Pesticides can help protect crops, but they can wreak havoc with ecosystems and damage human health.
Pesticides have accumulated in European soil
Pesticides and weed killers have their benefits. They are beneficial in reducing or eliminating pests that damage or destroy crops. Yet they can wreak havoc with entire ecosystems.
Worse: their effects can linger long after their use has ceased.

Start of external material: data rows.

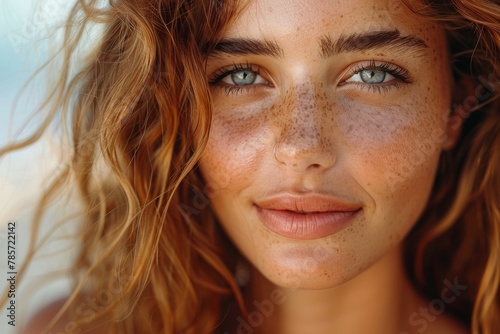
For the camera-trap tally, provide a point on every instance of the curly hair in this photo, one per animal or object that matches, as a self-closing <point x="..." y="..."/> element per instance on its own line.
<point x="139" y="107"/>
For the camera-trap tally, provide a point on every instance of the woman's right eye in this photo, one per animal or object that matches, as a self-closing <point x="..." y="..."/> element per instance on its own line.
<point x="243" y="78"/>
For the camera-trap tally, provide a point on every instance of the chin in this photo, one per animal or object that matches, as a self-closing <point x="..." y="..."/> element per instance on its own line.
<point x="311" y="267"/>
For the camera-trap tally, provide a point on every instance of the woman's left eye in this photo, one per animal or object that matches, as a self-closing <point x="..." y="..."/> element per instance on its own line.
<point x="371" y="77"/>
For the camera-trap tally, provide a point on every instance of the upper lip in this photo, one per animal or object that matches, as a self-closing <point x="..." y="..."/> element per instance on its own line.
<point x="307" y="203"/>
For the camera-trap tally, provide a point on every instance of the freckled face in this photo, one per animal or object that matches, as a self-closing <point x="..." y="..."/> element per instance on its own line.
<point x="355" y="94"/>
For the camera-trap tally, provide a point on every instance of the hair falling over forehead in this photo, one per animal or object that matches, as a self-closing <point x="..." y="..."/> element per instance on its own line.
<point x="140" y="105"/>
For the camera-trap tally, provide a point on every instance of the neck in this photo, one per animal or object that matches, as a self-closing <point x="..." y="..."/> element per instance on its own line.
<point x="378" y="301"/>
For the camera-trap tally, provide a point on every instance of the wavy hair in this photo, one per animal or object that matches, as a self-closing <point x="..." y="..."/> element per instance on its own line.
<point x="139" y="107"/>
<point x="458" y="236"/>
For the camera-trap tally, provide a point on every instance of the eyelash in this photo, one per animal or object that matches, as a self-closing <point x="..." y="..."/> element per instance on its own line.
<point x="401" y="75"/>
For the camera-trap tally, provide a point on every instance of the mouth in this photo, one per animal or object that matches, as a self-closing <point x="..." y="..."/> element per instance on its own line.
<point x="306" y="217"/>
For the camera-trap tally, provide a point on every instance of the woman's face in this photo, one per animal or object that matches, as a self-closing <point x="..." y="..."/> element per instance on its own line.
<point x="329" y="119"/>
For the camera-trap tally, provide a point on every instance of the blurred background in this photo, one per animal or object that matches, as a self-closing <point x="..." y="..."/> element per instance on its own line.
<point x="27" y="29"/>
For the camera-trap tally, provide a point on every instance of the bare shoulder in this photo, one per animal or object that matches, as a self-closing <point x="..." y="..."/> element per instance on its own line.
<point x="448" y="324"/>
<point x="65" y="325"/>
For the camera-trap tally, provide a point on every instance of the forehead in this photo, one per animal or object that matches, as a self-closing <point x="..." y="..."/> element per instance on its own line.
<point x="292" y="19"/>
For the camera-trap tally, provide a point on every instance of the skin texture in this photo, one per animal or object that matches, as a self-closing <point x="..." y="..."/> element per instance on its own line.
<point x="376" y="145"/>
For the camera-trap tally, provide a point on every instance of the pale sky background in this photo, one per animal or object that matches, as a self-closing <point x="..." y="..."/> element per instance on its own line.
<point x="24" y="26"/>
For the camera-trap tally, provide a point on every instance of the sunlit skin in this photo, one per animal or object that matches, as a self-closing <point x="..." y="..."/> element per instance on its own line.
<point x="364" y="124"/>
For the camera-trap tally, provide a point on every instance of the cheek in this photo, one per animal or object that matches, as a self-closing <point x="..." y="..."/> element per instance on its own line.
<point x="393" y="154"/>
<point x="235" y="150"/>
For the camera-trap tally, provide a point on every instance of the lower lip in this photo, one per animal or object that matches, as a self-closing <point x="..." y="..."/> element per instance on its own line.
<point x="306" y="226"/>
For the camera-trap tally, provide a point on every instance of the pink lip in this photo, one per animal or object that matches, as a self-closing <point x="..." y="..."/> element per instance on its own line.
<point x="306" y="217"/>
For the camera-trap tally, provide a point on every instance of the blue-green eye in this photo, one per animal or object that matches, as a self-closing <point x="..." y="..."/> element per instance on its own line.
<point x="371" y="77"/>
<point x="243" y="77"/>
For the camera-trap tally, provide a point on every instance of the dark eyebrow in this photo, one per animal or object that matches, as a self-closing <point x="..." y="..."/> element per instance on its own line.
<point x="243" y="46"/>
<point x="391" y="39"/>
<point x="352" y="43"/>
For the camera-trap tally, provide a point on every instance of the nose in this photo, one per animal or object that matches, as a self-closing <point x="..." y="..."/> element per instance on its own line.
<point x="306" y="127"/>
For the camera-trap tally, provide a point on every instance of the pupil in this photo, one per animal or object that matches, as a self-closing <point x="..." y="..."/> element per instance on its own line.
<point x="243" y="77"/>
<point x="373" y="76"/>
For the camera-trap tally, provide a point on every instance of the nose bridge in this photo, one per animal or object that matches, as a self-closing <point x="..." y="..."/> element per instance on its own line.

Just how pervasive pesticides can be has been confirmed by two researchers at the University of Wageningen in the Netherlands, who have analyzed 317 surface soil samples from 11 countries in Europe for traces of pesticides.
They concluded that 83% of the samples contained pesticide residues with 76 different types of compounds. “Some 58% of that percentage were mixes of pesticides, as opposed to 25% which came from a single type of substance,” they explain in a study. “Glyphosate, DDT (banned since the 1970s) and broad-spectrum fungicides were the main compounds detected.”
The persistence of pesticide residues in the soil across Europe illustrates the need for understanding various pesticides’ potential environmental impacts, the better to mitigate against them. This is especially important because pesticides do not just stay put in the soil, there to accumulate. They can easily be blown away by winds and washed away by rainwater, thereby spreading farther afield or contaminating water sources.
Pesticides can also have grave consequences for human health. Many commonly used pesticides are highly toxic and exposure to them can cause a number of ailments from skin irritation to allergic reactions. Exposure to pesticides has also been linked to debilitating illnesses from acute respiratory problems to various forms of cancer.
The solution, the researchers explain, lie in more prudent farming practices and cultivation techniques conducted with proper care and forethought. The measures can include switching to non-persistent pesticides, bio-stimulants and organic composts or else diversifying cultivated crops so as to achieve more balanced insect populations and a reduction in the number of pests.